A recent analysis titled “How successful are AI-discovered drugs in clinical trials? A first analysis and emerging lessons,” published in the June issue of Drug Discovery Today, gave insights into a topic that is becoming increasingly important for the pharmaceutical R&D sectors: the role of Artificial Intelligence (AI) in drug and new molecule discovery. In the decade since the advancement of symbolic and generative AI solutions, the number of AI-discovered drug and vaccine molecules has increased substantially.

Accelerating drug discovery and shortening clinical trial timelines

The authors of the analysis, affiliated to the Boston Consulting Group, conducted a first analysis of the clinical pipelines of AI-native Biotech companies; their findings indicate that AI promises to revolutionize drug discovery. They write: “If we take, at face value, the success rates we observed for AI-discovered molecules in Phase I and II and assume that these hold in the future, and if we combine these with historic Phase III success rates, a striking picture emerges: the probability of a molecule succeeding across all clinical phases end-to-end would increase from 5–10%  to ∼9–18%. This would represent almost a doubling of pharmaceutical R&D productivity overall, which would bring enormous benefits.”

In a recent piece VP, Open Research at Digital Science, Mark Hahnel provides insights which reflect the findings of the analysis.  Writing about the role of AI in drug discovery and clinical trials, he highlights the work done by companies such as Exscientia which developed a clinical pipeline for AI-designed drug candidates. He points out that the platform generates highly optimized molecules that meet the multiple pharmacology criteria required to enter a compound into a clinical trial, in addition to cutting the industry average timeline for molecule development from 4.5 years to just 12 to 15 months.  “These companies have the technical know-how to build the models, and most likely some internal data with which to train them on. But they need more,” he writes.

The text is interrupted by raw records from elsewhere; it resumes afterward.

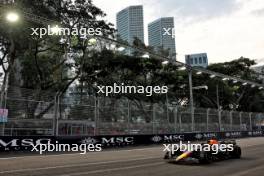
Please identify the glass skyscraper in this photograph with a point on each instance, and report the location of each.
(161, 34)
(130, 23)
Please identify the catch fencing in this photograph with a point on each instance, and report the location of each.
(33, 112)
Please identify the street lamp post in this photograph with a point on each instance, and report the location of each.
(191, 97)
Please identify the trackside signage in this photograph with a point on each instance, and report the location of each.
(20, 143)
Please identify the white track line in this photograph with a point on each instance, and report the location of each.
(73, 165)
(63, 154)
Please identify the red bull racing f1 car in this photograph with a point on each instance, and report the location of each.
(205, 157)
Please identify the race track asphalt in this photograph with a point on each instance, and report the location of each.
(145, 161)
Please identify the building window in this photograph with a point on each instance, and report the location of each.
(200, 60)
(196, 60)
(204, 59)
(191, 61)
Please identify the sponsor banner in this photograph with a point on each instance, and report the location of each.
(13, 143)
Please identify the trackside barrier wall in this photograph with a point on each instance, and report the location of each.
(19, 143)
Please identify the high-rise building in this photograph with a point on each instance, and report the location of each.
(130, 23)
(161, 35)
(197, 60)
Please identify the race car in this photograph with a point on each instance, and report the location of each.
(205, 157)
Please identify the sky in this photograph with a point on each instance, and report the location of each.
(224, 29)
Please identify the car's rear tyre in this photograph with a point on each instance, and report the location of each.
(205, 158)
(236, 152)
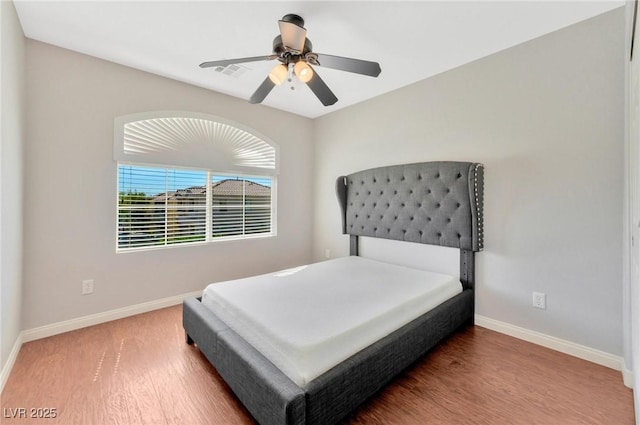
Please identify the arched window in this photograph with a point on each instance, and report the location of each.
(187, 178)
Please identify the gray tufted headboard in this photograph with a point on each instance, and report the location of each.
(437, 203)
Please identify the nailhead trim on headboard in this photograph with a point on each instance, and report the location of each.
(439, 203)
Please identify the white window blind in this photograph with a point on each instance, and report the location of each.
(167, 206)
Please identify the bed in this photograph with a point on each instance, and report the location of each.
(439, 203)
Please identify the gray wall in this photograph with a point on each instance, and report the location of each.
(546, 119)
(12, 109)
(71, 194)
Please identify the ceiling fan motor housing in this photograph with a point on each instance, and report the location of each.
(292, 18)
(285, 56)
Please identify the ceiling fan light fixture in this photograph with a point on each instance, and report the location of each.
(278, 74)
(303, 71)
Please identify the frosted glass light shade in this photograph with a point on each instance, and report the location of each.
(278, 74)
(303, 71)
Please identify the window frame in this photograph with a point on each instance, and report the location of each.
(198, 142)
(208, 207)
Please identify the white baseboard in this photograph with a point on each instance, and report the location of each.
(107, 316)
(567, 347)
(8, 365)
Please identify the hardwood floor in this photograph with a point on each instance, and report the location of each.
(139, 370)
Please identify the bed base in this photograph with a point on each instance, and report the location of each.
(272, 398)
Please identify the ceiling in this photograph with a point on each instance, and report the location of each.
(411, 40)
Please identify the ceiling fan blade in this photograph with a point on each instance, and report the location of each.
(357, 66)
(292, 32)
(321, 90)
(226, 62)
(262, 91)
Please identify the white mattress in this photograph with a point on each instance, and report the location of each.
(308, 319)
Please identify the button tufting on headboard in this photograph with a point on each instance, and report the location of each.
(438, 203)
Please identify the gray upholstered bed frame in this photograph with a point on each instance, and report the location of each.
(436, 203)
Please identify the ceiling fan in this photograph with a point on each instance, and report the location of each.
(293, 50)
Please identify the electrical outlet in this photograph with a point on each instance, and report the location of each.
(539, 300)
(87, 287)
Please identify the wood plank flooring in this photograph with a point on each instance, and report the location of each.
(139, 370)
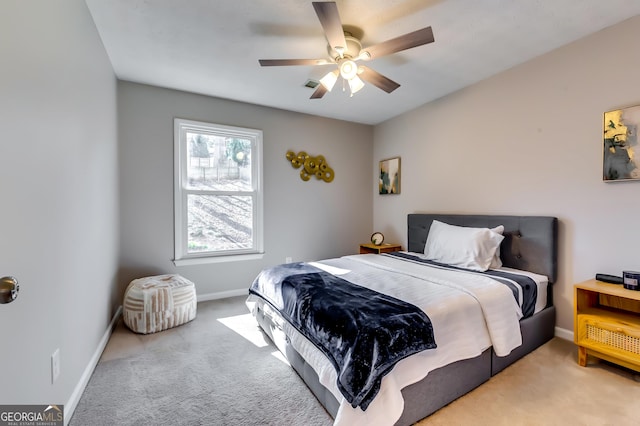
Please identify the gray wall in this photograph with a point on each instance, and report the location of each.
(303, 220)
(59, 191)
(528, 141)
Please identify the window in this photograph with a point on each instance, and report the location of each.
(218, 192)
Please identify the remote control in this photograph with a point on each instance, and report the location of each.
(613, 279)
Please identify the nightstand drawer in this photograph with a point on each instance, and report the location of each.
(609, 332)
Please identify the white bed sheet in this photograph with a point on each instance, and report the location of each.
(469, 314)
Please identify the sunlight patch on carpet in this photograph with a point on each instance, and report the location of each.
(246, 326)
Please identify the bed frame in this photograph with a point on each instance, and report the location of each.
(530, 244)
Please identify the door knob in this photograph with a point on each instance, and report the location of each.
(8, 289)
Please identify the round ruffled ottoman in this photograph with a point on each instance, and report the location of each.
(157, 303)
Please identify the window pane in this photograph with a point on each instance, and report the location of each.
(218, 223)
(218, 163)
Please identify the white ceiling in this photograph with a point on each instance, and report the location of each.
(212, 47)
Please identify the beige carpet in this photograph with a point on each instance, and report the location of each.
(220, 370)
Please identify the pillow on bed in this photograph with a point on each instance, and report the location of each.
(496, 262)
(470, 248)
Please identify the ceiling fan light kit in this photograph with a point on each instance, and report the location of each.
(344, 50)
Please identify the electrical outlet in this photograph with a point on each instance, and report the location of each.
(55, 365)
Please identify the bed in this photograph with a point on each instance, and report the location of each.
(472, 341)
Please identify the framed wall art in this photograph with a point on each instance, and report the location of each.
(620, 148)
(389, 177)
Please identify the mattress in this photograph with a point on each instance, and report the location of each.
(470, 313)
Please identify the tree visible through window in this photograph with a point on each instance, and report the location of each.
(218, 200)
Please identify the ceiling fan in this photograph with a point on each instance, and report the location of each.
(345, 49)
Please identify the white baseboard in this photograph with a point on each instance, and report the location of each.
(72, 403)
(222, 295)
(563, 333)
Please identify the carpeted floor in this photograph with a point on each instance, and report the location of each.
(220, 370)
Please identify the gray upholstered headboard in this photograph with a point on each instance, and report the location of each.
(530, 243)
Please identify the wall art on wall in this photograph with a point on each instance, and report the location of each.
(311, 166)
(389, 177)
(620, 160)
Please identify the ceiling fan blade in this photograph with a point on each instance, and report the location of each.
(283, 62)
(330, 20)
(377, 79)
(407, 41)
(320, 91)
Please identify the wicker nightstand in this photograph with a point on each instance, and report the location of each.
(383, 248)
(607, 323)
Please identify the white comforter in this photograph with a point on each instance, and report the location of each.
(469, 313)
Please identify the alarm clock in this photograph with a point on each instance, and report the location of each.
(377, 238)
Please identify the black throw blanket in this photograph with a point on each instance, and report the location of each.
(363, 333)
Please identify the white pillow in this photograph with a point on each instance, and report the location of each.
(469, 248)
(496, 262)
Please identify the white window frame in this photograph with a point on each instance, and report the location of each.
(181, 191)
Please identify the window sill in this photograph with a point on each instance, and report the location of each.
(217, 259)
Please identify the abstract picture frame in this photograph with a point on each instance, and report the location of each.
(389, 176)
(620, 145)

Drawing from existing data

This is where tools like Dimensions Knowledge Graph, powered by metaphactory, which demonstrate the potential of structured data, and  OntoChem solutions, which transform unstructured data into actionable insights through semantic normalization to turn data into knowledge, come in. For example, Dimensions Knowledge Graph,  powered by metaphactory, can tap into data and deliver insights derived from global research and public datasets, represented in 32 billion statements in the knowledge graph. “Connecting internal knowledge with such vast external data provides a trustworthy, explainable layer for AI algorithms, enhancing their application across the pharmaceutical value chain,” writes Hahnel.

The authors from the Boston Consulting Group in their conclusion highlight the potential of AI in drug discovery to deliver more innovative medicines to patients more quickly, efficiently, and affordably. They write that while the impact of these (AI drug discovery) techniques is already evident, particularly in speeding up and reducing costs in preclinical workflows, there are also indications that similar benefits are beginning to emerge in clinical trials as well. Hahnel, in his piece, emphasizes that pharmaceutical companies should deepen their collaboration with open academic data aggregators to improve metadata quality and utilize highly curated linked datasets. “The limiting factor is not the AI capabilities, it is the amount of high-quality, well described data that they can incorporate into their models,” he writes.